# Free air sub enclosure



## Jerry123 (Jul 6, 2018)

I purchased a 10" kenwood marine, free air sub(Kenwood P-WD250MRW), which I would like to mount in the box underneath the seat. I've done some research on free air subs and still can't figure out if they need to be in a sealed enclosure, so the front sound doesn't mix with the rear sound. The box I want to mount it in has an opening on the side for storage and is open on the top. My question is, do I need to seal off the openings, so the front & rear sound waves don't cancel each other out? I've attached a pic. Thanks


----------



## gijoe (Mar 25, 2008)

For free air (IB) to work, you much isolate the front and rear wave. This works really well if you fire subs into the seat backs of a sedan and seal the trunk off from the front. If you can't isolate the front from the rear, then you need to seal off the box.


----------



## SPLEclipse (Aug 17, 2012)

"Free Air" typical means it has a lowish fs, high vas, and high compliance. All of those things contribute to being a good candidate for an infinite baffle install like gi is saying. It also means they will work well in sealed enclosures. Seeing as this is for a boat, you probably don't want a perfectly flat "SQ" style flat response, so putting it in a medium or even smallish sealed enclosure should give a nice big bump in the middle of the passband which lends itself well to that sort of PA sound you need to overcome environmental noise.


----------



## Bayboy (Dec 29, 2010)

Good luck with that one. Unless you can find the true specs for it, you're shooting in the dark. It is designed for infinite baffle in a marine application where most just install it in the cabin walls and leave it be, thus Kenwood probably hasn't provided specs.
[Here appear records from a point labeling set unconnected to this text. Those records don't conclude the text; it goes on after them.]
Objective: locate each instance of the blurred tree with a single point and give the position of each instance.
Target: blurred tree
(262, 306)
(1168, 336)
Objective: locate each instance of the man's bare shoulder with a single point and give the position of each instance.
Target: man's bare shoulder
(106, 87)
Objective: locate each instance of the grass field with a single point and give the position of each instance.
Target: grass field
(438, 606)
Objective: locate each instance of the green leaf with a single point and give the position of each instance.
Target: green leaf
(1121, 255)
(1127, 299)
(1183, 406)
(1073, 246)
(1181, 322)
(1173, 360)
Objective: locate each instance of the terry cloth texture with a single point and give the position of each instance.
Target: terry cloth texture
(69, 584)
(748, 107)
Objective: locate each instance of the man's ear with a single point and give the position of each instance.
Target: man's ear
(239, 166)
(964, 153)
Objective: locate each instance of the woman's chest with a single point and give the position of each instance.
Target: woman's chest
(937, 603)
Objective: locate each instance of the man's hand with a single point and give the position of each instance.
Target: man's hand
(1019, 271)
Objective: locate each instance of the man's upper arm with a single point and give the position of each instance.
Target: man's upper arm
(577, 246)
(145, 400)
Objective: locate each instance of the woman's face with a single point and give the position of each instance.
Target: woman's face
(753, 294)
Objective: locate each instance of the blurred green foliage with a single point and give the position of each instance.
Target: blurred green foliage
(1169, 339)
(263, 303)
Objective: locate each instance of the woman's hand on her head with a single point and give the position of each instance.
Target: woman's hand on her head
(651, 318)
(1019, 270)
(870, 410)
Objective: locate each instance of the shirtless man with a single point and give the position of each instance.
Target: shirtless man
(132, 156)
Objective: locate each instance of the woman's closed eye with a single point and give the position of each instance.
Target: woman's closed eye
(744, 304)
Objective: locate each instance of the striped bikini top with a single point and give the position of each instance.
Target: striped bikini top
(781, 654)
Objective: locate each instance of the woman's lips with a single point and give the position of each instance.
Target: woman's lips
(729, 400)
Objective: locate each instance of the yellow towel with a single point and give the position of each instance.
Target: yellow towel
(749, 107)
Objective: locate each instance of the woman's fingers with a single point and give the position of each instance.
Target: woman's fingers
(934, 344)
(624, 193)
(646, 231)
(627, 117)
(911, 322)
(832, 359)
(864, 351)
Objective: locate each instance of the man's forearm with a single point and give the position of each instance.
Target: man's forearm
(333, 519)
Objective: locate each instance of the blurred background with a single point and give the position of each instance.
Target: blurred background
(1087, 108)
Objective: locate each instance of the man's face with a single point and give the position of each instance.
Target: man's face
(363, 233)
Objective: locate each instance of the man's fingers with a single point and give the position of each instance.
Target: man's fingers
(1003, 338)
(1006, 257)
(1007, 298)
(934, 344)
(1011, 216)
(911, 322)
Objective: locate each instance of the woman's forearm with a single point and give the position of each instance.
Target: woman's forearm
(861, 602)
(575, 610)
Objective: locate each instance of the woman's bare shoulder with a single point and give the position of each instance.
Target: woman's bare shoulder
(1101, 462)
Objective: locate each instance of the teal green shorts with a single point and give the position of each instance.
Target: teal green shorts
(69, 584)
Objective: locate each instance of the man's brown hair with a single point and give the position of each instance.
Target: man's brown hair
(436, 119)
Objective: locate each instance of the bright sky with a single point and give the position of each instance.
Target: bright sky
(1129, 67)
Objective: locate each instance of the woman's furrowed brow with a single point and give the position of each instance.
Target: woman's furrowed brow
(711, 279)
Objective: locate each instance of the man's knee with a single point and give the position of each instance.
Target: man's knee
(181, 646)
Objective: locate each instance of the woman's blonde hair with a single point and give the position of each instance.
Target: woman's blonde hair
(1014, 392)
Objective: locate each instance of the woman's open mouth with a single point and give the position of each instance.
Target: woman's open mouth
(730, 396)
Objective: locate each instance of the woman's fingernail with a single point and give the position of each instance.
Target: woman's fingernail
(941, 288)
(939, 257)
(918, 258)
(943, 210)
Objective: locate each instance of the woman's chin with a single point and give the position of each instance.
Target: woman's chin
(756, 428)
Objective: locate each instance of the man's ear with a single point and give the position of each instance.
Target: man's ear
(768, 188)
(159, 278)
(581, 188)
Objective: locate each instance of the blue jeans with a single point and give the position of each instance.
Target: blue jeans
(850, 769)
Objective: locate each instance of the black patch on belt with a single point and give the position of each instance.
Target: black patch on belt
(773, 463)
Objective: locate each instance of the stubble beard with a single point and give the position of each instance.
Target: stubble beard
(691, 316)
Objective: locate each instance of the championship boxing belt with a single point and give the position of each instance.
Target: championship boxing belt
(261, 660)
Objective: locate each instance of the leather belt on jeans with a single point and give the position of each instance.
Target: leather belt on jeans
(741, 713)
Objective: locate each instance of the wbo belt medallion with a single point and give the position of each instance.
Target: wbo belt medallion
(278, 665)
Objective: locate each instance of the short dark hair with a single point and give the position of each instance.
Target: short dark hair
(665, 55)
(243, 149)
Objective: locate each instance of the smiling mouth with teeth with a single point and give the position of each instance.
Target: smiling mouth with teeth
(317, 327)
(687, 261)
Unless you find someone that can draw the T/S parameters from it so you can install it into an actual box, expect the performance to be poor. 

You might want to look at other options before putting in the time & money to install it. That place under the seat is not IB.


----------



## Jerry123 (Jul 6, 2018)

Thanks for the input guys. Bayboy, why is the box under the seat not IB? Is it because of the openings? I've built plenty of car audio boxes but never messed with free air subs. I found this sub with an amp as a package deal, which had pretty good reviews. As boats can be money pits, I opted to go the cheap route on the bass. I'm not looking to compete, just looking for a little bass instead of nothing. I'll wait till the sub arrives and check out the specs, but probably go with sealing off that whole box under the seat.


----------



## Bayboy (Dec 29, 2010)

Jerry123 said:


> Thanks for the input guys. Bayboy, why is the box under the seat not IB? Is it because of the openings? I've built plenty of car audio boxes but never messed with free air subs. I found this sub with an amp as a package deal, which had pretty good reviews. As boats can be money pits, I opted to go the cheap route on the bass. I'm not looking to compete, just looking for a little bass instead of nothing. I'll wait till the sub arrives and check out the specs, but probably go with sealing off that whole box under the seat.


From your explanation, if I'm picturing it right, it is because of where the hole exits which is back out to where the front wave can meet and cancel it out. As mentioned earlier by others, the front & back wave must be completely separated for IB to work optimally. Now if the sub's rear fired into the hull while the front fired out onto the deck, it would be better. 

As far as sealing up the sides, it could work, but without knowing just how small of a box is too small it becomes a guessing game. You could luck out and get a response that's better than expected, or you could get one that sounds like poop. Also depends on the music you listen to. Got to remember, most of those marine subs are installed into cuddy cabin boats where there is an actual room gain to take advantage of for low end, not on decks playing out into the open. Maybe a small box with a high Q will give you something if you luck out.


----------



## sqshoestring (Jun 19, 2007)

Most IB subs want a large box, I mean large like 2 sq ft for a 10". If you sealed off the sides and top and mounted it in the front with the rear open, well it might work but its far from optimal. If you had a large storage under the rear seat and put it in that it would work, unless you had the seat up. It does not have to be air tight, just way smaller than a port would be. Or put it in the bulkhead cuddy to outside somehow, it really depends on the boat design. I've also done sonotubes for boats, the tubes are much lighter than a wood box. I ported most of them.

The idea with IB subs is roughly...you could use that 2 sq ft box for it, or your 15 sq ft trunk, or your 6 sq ft storage under seat, or the whole cuddy, or.....whatever for a box and it will work fairly well.


----------